Yes, in this blog narrative, I have swept implementation details of ChatGPT under the rug, and readers need to be aware that instruction-tuning and RLHF are being used, e.g., read Christiano, et al. To me, it seems that the language modeling pre-training is the “secret sauce” behind ChatGPT. Of course GPT-3+ models are closed and proprietary, so we can only guess, but it seems likely that the vast majority of training data and computation is spent on pre-training, and that the fine-tuning just imparts a final domain shift to prepare the model for dialogue. Thanks for the link to Merrill about the possibly profound importance of pre-training on code.

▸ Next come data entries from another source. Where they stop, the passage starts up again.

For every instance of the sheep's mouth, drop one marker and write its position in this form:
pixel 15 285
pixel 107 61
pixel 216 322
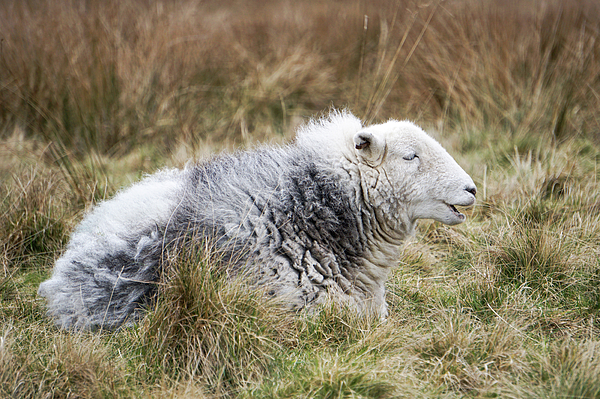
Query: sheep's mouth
pixel 455 211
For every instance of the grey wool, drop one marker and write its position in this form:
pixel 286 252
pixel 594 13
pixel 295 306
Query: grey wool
pixel 318 219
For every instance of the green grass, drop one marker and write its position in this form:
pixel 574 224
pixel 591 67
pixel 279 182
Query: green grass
pixel 95 95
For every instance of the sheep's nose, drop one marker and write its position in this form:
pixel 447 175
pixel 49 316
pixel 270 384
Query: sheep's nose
pixel 472 190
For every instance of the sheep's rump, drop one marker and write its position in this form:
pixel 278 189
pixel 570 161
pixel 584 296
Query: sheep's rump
pixel 288 218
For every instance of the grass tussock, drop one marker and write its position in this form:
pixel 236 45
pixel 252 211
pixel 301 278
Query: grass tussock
pixel 94 94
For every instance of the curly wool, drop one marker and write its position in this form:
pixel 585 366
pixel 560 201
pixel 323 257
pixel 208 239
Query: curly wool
pixel 302 220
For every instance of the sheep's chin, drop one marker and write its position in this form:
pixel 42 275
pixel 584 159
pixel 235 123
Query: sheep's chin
pixel 456 216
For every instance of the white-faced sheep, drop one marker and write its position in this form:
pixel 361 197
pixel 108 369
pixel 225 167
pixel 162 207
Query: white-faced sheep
pixel 320 218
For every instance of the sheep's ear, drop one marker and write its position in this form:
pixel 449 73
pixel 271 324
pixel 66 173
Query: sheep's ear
pixel 370 148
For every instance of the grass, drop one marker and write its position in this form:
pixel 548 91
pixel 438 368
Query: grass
pixel 95 94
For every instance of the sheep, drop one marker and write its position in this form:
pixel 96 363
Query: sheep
pixel 319 219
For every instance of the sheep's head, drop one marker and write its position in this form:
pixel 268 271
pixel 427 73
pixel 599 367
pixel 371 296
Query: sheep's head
pixel 407 175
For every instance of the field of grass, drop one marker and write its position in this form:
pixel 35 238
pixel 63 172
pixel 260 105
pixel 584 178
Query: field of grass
pixel 93 94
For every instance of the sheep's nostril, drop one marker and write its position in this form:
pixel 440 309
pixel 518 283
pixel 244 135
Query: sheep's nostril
pixel 472 190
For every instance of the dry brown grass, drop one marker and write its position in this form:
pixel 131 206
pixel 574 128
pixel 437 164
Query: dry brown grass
pixel 105 76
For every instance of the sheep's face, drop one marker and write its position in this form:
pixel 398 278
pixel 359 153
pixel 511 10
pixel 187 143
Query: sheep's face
pixel 410 176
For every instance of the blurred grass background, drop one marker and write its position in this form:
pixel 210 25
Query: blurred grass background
pixel 93 94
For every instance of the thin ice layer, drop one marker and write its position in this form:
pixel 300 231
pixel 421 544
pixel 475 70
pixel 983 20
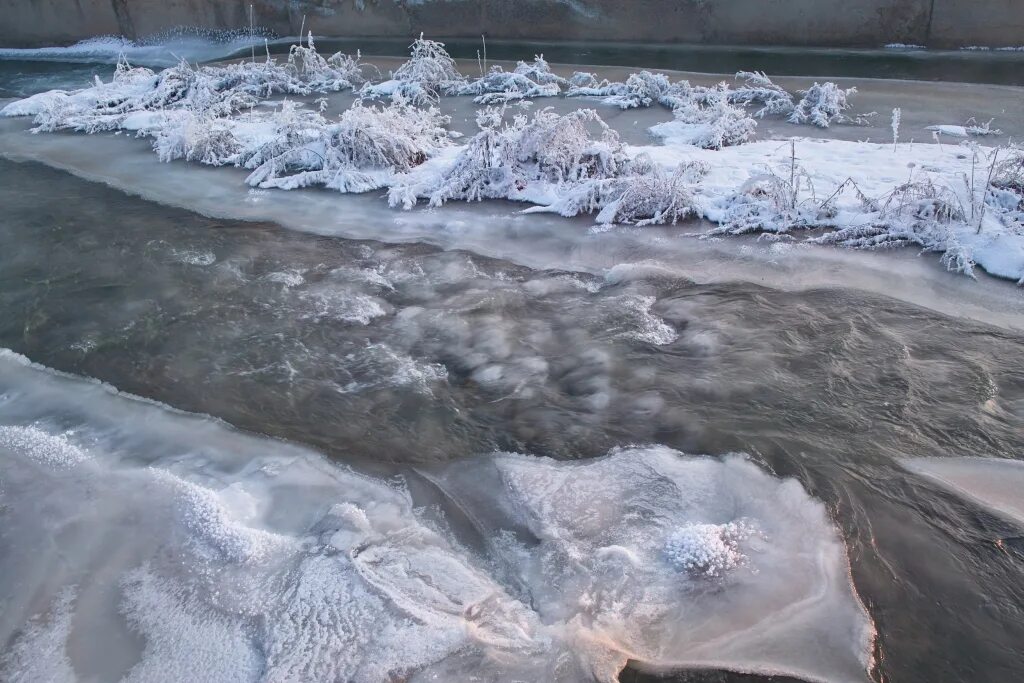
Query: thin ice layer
pixel 185 550
pixel 995 484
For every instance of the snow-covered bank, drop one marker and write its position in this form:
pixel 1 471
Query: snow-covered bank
pixel 164 49
pixel 271 560
pixel 498 229
pixel 963 202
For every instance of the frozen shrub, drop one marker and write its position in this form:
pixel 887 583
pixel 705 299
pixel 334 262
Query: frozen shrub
pixel 339 72
pixel 196 138
pixel 822 104
pixel 643 89
pixel 646 196
pixel 500 86
pixel 758 88
pixel 360 152
pixel 211 91
pixel 1009 173
pixel 711 125
pixel 429 73
pixel 503 161
pixel 653 198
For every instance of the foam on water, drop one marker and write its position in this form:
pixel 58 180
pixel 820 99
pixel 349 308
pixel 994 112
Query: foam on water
pixel 993 483
pixel 238 558
pixel 160 50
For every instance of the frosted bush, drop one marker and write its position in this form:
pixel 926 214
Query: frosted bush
pixel 1009 173
pixel 429 73
pixel 339 72
pixel 822 104
pixel 499 86
pixel 646 196
pixel 709 551
pixel 758 88
pixel 197 138
pixel 714 124
pixel 212 91
pixel 653 198
pixel 503 161
pixel 643 89
pixel 359 153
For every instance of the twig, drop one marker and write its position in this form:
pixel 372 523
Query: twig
pixel 988 183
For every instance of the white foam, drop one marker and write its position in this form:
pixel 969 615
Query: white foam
pixel 995 484
pixel 232 556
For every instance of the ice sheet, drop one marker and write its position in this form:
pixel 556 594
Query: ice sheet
pixel 167 546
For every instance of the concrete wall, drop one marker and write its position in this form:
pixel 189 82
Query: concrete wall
pixel 830 23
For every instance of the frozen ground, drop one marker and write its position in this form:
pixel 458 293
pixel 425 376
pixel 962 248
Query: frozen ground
pixel 353 580
pixel 963 201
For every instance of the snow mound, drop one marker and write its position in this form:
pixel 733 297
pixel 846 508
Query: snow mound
pixel 251 557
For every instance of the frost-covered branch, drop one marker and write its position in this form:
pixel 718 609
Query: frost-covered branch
pixel 526 81
pixel 711 123
pixel 758 88
pixel 429 73
pixel 361 152
pixel 822 104
pixel 523 158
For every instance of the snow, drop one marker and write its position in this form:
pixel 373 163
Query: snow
pixel 164 49
pixel 250 558
pixel 937 198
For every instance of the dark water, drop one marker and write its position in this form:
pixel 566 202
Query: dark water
pixel 20 79
pixel 389 355
pixel 1005 68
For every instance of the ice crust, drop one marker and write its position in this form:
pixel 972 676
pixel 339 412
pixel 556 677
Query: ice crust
pixel 937 198
pixel 237 558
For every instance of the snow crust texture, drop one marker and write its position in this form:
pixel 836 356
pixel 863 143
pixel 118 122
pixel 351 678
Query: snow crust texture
pixel 189 551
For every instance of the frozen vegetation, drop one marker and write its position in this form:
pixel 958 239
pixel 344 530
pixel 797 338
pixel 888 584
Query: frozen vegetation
pixel 964 202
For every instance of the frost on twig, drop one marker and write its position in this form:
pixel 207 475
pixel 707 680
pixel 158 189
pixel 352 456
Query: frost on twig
pixel 361 152
pixel 647 196
pixel 711 123
pixel 758 88
pixel 643 89
pixel 971 127
pixel 506 161
pixel 824 103
pixel 527 80
pixel 653 198
pixel 206 91
pixel 915 213
pixel 429 73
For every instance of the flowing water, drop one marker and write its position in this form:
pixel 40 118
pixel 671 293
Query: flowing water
pixel 416 368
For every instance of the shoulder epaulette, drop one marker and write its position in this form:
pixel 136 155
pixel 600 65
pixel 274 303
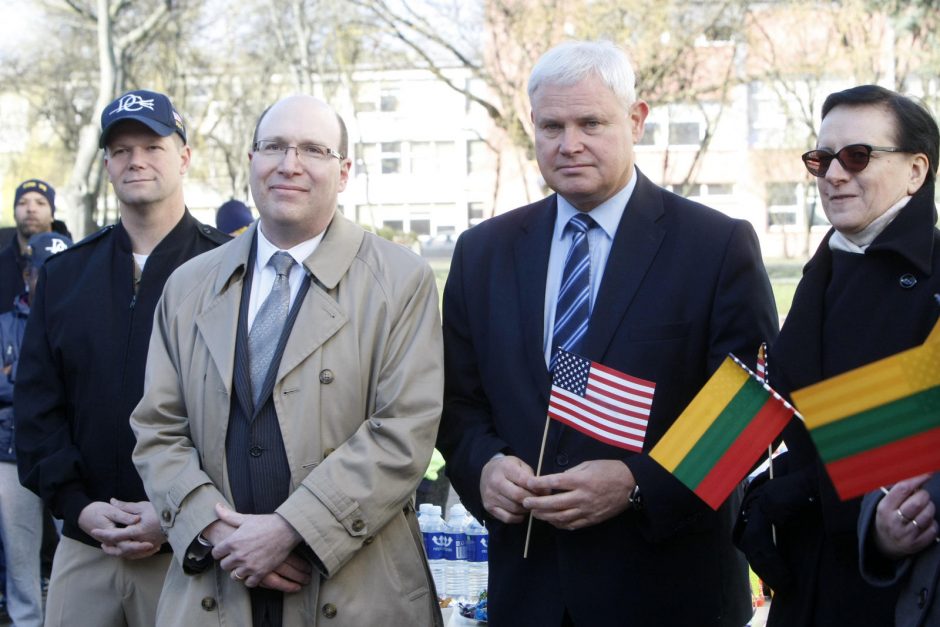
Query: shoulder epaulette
pixel 213 234
pixel 93 237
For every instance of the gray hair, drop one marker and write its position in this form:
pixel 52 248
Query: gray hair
pixel 571 62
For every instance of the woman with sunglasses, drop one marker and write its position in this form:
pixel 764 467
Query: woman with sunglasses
pixel 867 293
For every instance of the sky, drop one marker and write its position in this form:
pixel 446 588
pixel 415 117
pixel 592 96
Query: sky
pixel 19 23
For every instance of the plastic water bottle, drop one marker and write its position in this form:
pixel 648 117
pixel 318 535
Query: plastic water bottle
pixel 435 539
pixel 455 552
pixel 478 542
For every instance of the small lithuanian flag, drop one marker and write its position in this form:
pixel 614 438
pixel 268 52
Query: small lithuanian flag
pixel 722 433
pixel 880 423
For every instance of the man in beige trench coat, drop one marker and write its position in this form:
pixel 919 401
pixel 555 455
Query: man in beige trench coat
pixel 286 498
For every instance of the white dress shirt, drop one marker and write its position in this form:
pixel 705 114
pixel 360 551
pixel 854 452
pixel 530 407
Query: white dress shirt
pixel 607 215
pixel 264 274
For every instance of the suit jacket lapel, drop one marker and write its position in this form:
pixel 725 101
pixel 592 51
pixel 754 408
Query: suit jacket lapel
pixel 531 253
pixel 635 245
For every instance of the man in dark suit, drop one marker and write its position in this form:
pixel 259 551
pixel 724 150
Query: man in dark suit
pixel 670 288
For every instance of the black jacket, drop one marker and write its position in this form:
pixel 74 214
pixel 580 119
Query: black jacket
pixel 849 310
pixel 81 369
pixel 683 286
pixel 12 264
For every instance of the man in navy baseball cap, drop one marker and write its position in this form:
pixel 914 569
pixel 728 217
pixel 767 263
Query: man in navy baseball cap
pixel 95 306
pixel 147 107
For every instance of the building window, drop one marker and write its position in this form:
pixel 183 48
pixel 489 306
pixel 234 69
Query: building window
pixel 649 134
pixel 684 134
pixel 388 100
pixel 720 189
pixel 391 157
pixel 430 158
pixel 479 156
pixel 782 204
pixel 420 226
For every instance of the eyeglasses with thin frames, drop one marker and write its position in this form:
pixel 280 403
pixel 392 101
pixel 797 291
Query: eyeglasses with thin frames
pixel 854 158
pixel 305 152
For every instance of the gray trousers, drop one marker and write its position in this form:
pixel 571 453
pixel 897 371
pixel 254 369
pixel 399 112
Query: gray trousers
pixel 21 529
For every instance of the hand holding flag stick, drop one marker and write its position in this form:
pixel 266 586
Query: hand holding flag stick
pixel 600 402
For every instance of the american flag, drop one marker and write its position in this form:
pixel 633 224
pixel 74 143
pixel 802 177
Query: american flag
pixel 601 402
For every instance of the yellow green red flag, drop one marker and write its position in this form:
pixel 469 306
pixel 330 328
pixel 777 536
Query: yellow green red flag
pixel 721 434
pixel 880 423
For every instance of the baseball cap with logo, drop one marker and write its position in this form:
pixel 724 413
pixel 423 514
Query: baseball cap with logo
pixel 147 107
pixel 44 245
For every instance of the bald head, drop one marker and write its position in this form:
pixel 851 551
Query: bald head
pixel 295 184
pixel 342 145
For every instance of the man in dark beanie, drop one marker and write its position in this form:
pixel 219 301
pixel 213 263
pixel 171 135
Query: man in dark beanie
pixel 33 210
pixel 21 515
pixel 81 372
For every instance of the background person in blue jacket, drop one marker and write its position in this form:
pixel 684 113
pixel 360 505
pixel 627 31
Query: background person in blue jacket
pixel 20 509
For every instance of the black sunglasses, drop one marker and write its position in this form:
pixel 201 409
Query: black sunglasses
pixel 854 158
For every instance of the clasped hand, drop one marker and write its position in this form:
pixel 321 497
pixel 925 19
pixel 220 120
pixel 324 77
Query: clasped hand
pixel 905 520
pixel 584 495
pixel 128 530
pixel 258 550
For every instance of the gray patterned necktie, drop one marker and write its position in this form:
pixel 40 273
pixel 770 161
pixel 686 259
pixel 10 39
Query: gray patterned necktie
pixel 269 322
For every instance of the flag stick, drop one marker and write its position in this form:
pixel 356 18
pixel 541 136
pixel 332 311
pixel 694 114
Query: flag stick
pixel 538 472
pixel 770 469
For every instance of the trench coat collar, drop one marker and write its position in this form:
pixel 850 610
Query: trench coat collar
pixel 912 234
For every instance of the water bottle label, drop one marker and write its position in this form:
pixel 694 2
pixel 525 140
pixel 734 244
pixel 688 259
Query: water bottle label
pixel 477 548
pixel 456 548
pixel 436 545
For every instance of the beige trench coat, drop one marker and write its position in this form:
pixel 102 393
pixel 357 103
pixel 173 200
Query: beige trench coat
pixel 358 399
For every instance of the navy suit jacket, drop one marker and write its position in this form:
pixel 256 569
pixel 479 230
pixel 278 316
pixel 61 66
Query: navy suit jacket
pixel 684 285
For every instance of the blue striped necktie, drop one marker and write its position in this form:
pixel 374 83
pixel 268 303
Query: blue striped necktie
pixel 574 296
pixel 269 322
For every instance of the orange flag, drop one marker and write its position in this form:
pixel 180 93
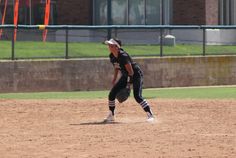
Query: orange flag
pixel 16 8
pixel 46 18
pixel 3 17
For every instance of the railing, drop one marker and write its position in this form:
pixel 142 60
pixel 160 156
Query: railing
pixel 110 28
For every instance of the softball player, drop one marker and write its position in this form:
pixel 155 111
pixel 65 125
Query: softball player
pixel 130 74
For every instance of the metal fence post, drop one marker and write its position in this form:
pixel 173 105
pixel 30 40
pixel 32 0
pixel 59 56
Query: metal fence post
pixel 161 42
pixel 13 46
pixel 66 54
pixel 204 42
pixel 109 20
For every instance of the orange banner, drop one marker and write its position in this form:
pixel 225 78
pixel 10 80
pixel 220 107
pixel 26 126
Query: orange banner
pixel 46 18
pixel 3 17
pixel 16 8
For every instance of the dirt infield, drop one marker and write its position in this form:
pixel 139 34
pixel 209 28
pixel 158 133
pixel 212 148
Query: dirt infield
pixel 73 129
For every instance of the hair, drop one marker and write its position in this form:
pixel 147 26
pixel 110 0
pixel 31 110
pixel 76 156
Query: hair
pixel 118 41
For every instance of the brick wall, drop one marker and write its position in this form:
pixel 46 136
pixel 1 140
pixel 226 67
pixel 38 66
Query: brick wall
pixel 74 12
pixel 195 12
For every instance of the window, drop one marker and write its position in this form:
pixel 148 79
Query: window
pixel 227 12
pixel 133 12
pixel 31 12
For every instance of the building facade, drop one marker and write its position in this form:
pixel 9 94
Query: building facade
pixel 124 12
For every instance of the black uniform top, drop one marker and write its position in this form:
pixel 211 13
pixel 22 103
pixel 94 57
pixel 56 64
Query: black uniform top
pixel 123 59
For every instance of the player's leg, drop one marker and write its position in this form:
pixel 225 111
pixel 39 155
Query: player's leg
pixel 137 88
pixel 112 96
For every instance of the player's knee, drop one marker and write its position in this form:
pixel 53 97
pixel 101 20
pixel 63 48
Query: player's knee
pixel 111 96
pixel 138 98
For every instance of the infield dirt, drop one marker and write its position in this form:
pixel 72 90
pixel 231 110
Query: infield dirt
pixel 74 129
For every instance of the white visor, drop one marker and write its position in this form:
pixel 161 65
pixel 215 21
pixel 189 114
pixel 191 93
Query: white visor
pixel 113 42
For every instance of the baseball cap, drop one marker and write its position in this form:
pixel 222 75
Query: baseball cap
pixel 114 42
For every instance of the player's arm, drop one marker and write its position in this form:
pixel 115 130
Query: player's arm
pixel 130 71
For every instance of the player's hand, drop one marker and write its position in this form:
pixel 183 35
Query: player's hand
pixel 128 85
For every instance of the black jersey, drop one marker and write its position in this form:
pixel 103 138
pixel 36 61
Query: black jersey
pixel 123 59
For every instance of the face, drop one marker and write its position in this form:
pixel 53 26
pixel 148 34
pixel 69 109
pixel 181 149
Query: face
pixel 113 49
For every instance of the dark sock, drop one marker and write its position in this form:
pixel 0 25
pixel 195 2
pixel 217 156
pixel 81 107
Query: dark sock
pixel 112 109
pixel 147 109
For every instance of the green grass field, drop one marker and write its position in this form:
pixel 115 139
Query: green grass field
pixel 27 49
pixel 169 93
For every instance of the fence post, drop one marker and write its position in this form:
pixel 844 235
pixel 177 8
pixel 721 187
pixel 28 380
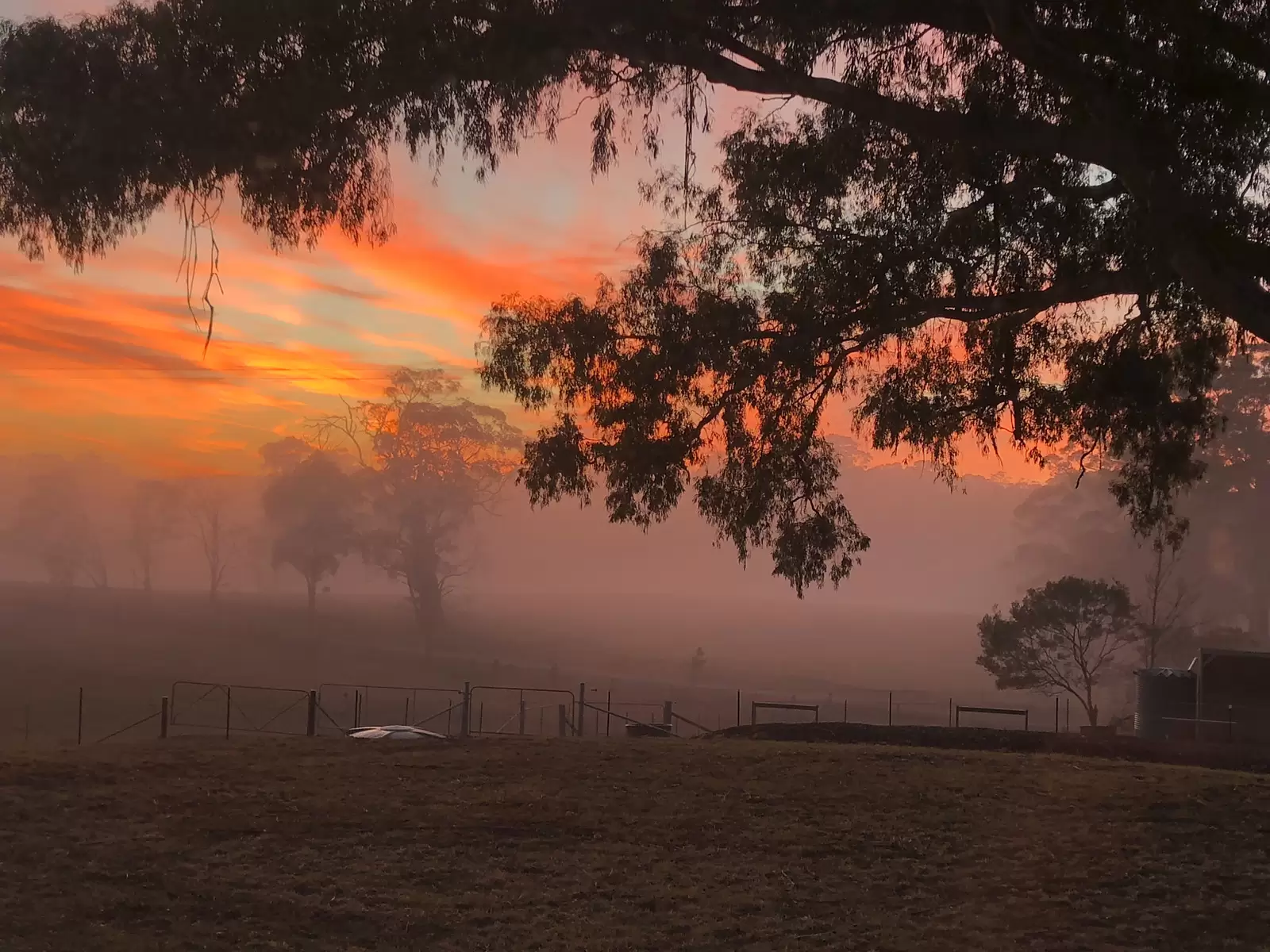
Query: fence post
pixel 465 724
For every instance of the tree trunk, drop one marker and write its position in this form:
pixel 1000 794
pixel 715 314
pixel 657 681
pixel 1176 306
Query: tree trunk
pixel 1091 710
pixel 1259 615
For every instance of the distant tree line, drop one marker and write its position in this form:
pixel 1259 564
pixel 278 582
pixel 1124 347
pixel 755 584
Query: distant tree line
pixel 1103 600
pixel 395 482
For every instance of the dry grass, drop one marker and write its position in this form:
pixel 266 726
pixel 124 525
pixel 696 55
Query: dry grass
pixel 624 846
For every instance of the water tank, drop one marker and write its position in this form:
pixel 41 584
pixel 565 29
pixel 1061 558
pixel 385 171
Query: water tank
pixel 1166 696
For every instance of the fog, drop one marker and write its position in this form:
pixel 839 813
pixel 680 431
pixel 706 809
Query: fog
pixel 563 581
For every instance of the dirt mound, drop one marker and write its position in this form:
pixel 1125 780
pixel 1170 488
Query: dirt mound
pixel 1230 757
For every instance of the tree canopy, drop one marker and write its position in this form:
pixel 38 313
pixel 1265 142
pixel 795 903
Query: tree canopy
pixel 311 503
pixel 431 460
pixel 977 220
pixel 1060 638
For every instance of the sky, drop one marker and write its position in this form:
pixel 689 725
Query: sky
pixel 111 359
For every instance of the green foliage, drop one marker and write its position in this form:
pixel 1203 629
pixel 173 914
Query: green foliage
pixel 1037 222
pixel 1060 638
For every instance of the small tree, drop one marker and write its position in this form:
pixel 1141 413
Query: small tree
pixel 431 460
pixel 214 531
pixel 1060 639
pixel 310 501
pixel 54 527
pixel 1164 613
pixel 154 520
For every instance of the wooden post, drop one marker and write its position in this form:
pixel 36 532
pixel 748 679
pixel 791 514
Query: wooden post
pixel 465 715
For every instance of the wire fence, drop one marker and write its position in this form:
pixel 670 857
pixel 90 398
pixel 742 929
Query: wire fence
pixel 75 717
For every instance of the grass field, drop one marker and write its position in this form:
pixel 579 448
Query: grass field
pixel 722 844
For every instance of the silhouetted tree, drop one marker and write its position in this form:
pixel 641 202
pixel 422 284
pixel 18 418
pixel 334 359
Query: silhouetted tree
pixel 696 666
pixel 310 503
pixel 214 530
pixel 1231 507
pixel 54 527
pixel 1060 638
pixel 986 221
pixel 1219 571
pixel 432 459
pixel 154 520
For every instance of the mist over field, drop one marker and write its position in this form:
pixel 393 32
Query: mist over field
pixel 562 585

Thanks for the link to Mahowald and Ivanova’s survey. They remind us that humility is definitely in order when comparing language models to the breadth of human cognitive capabilities. Nevertheless, I think we have all been impressed and surprised at how many seemingly non-linguistic capabilities have emerged from the language modeling task.
In the end, I think our ROME findings about the organization of factual recall in transformers will be found to be robust—some explorations of various ways to stress-test the results are already included in our ROME appendix on arxiv, and of course the scalability of MEMIT is a powerful validation—although I agree, the picture should be clarified further, and more experiments in more settings and with more models will be needed.